The old man softly stroked his beard and leaned against the wall by his pallet. His grandsons, six and four, snuggled up to his side. He smiled at them and tousled their hair. They had asked him to repeat a story they had heard many times, a story he himself loved and never ceased to wonder at.

He had been a young man, a Roman soldier stationed at Jerusalem. Like many of his fellows, he had hated it, hated the country, hated the people with their strange belief in one god, their refusal to blend in with other people. And they hated him. He wanted to be back in Rome, where the emperor was, not in this backwater of civilization, with its strife, controversy and unrest.

Beside all that, now there had been an uproar in the city during Passover, always a difficult time with the influx of Jews from all over. Silly people, to believe that killing an animal could somehow take away their sins. Even sillier, to believe that their god was really interested in them and would, or could, help them. After all, look at their country now – occupied by Rome. And how often he had prayed to his own god, and nothing had happened.
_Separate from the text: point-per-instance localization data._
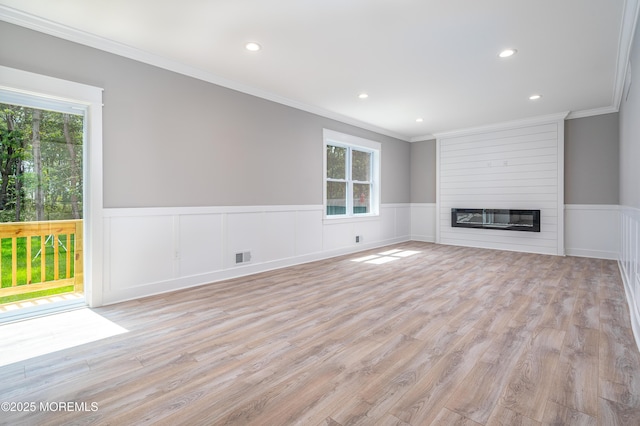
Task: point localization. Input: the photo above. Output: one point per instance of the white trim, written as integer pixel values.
(595, 254)
(615, 207)
(422, 138)
(349, 142)
(45, 26)
(437, 225)
(150, 289)
(625, 41)
(591, 112)
(531, 121)
(560, 140)
(171, 211)
(91, 97)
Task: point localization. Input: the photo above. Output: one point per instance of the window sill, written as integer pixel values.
(328, 220)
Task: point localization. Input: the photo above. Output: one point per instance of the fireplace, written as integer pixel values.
(510, 220)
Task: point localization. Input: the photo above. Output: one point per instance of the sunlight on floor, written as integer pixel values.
(38, 336)
(386, 256)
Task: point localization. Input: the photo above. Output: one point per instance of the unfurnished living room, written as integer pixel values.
(365, 212)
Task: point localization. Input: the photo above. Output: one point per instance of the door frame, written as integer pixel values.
(91, 97)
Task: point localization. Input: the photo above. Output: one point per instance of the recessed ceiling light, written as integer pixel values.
(507, 52)
(252, 46)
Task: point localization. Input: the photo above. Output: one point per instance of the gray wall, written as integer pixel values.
(171, 140)
(423, 172)
(591, 160)
(630, 133)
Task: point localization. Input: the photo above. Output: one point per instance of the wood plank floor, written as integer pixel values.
(410, 334)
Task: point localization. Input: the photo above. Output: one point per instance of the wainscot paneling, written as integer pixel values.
(509, 166)
(629, 263)
(592, 230)
(423, 222)
(154, 250)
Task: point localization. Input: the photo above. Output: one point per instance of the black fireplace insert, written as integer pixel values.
(510, 220)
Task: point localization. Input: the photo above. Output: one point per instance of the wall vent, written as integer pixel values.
(243, 257)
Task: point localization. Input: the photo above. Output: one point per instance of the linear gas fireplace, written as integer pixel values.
(510, 220)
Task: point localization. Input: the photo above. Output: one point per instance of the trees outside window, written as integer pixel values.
(351, 176)
(40, 164)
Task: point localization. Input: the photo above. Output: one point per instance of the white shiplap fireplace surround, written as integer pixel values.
(518, 165)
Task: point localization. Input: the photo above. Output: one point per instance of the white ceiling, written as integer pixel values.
(434, 59)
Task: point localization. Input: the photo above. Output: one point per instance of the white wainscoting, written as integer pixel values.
(592, 230)
(511, 166)
(630, 263)
(423, 222)
(154, 250)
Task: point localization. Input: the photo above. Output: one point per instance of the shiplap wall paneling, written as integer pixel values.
(515, 168)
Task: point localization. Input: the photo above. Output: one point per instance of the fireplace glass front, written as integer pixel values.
(510, 220)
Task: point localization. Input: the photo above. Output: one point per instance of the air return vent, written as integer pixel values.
(243, 257)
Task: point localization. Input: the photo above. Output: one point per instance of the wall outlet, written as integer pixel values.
(243, 257)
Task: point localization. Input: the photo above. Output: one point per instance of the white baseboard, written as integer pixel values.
(596, 254)
(633, 310)
(166, 286)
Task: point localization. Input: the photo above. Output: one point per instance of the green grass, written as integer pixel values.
(35, 294)
(35, 260)
(36, 265)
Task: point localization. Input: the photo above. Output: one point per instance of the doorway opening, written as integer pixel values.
(42, 162)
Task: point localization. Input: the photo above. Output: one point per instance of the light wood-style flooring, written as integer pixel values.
(410, 334)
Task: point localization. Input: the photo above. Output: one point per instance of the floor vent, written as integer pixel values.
(243, 257)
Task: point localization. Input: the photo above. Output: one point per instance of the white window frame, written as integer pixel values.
(90, 99)
(333, 138)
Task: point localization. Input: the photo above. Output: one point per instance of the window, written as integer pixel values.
(351, 176)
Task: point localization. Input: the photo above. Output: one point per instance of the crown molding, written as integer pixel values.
(422, 138)
(627, 31)
(45, 26)
(591, 112)
(505, 125)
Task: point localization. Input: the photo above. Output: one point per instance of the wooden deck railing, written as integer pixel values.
(48, 246)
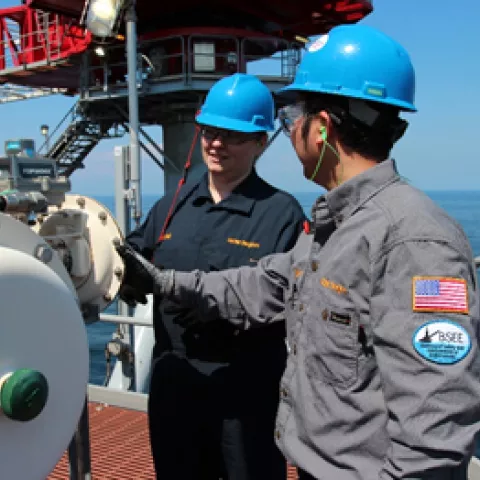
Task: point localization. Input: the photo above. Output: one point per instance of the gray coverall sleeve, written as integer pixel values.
(247, 296)
(433, 397)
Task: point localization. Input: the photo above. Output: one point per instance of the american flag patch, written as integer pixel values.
(440, 294)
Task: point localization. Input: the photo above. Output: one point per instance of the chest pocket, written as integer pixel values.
(332, 344)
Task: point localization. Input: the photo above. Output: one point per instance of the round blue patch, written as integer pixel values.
(442, 341)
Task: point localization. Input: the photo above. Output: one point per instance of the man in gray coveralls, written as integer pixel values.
(381, 298)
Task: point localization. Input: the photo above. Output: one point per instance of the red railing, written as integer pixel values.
(29, 36)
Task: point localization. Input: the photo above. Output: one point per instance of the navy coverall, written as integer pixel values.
(215, 389)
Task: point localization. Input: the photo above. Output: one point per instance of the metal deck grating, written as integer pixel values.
(120, 448)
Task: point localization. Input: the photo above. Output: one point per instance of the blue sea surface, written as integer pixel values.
(464, 206)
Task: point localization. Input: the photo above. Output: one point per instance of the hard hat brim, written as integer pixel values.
(219, 121)
(289, 93)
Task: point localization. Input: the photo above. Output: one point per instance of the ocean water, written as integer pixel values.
(463, 206)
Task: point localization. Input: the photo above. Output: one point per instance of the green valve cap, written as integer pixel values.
(24, 395)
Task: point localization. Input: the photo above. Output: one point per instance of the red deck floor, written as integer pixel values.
(119, 446)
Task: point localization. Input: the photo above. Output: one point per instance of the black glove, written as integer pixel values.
(142, 276)
(137, 282)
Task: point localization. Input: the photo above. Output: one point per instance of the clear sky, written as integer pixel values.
(437, 152)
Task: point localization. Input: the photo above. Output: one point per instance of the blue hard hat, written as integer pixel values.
(238, 102)
(357, 61)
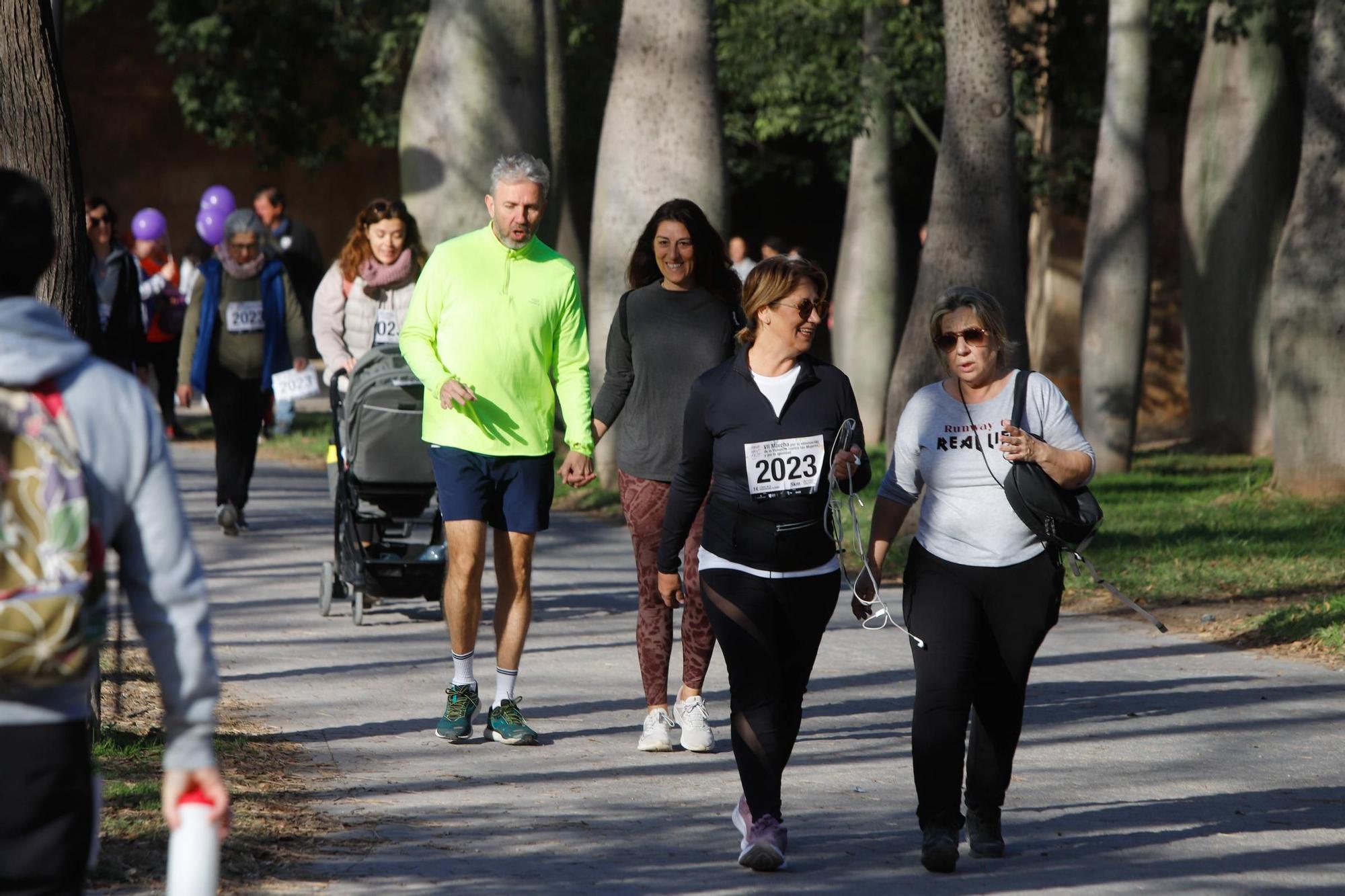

And yet, here he was, on a clear Judean night, with only the stars, the crickets, and several of his fellow soldiers, guarding, of all things, a tomb! The tomb of a criminal, at that! The orders had been clear. Guard this tomb! It was said this criminal – this Jesus – had promised to come back from the dead. Everyone knew that was impossible! But the authorities had been afraid that His disciples would come and steal the body! Stupid authorities!

He looked at the stone which sealed the tomb’s entrance and smiled at the thought of a bunch of ragtag Jews moving it, especially after having to overcome the Roman guard first. He smiled again. So ridiculous! He and the other men, hardened Roman soldiers, would have had a difficult time themselves, moving the stone, nestled as it was in a shallow inclined trough. Beside that, the stone had been sealed. It was a death sentence to tamper with that Roman seal.

He began to muse on what he had heard of this Jesus. Strange things about what He had done and said. Something about giving His life for His sheep, giving them an abundance of life. Who cared about sheep!? Whether they lived or died? He supposed a shepherd might, but here, this shepherd was dead. What could He do now? And this talk of forgiving sins…. What was that all about? Everyone knew that you did your best, and hoped that was good enough.

The old man roused himself, and looked at the half-asleep boys by his side, thankful that his questions had been answered. That Jesus had indeed come as the sacrifice for sins, that He had paid the penalty for sin, and that those who repented and believed in Him would be saved from their sins. That Jesus had cared enough for an ignorant young soldier to take his place under the wrath of God and suffer what he, the soldier, should have suffered. That He had done the same thing for many others, as well. The old man looked at the boys again. “May you both,” he whispered, “come to know the Good Shepherd, who gave His life a ransom for many, that One Who died that His sheep might live.”

He thought again of that long-ago night, that watershed night in his own life….

Because, you see, it had been a quiet night, …and then the stone moved.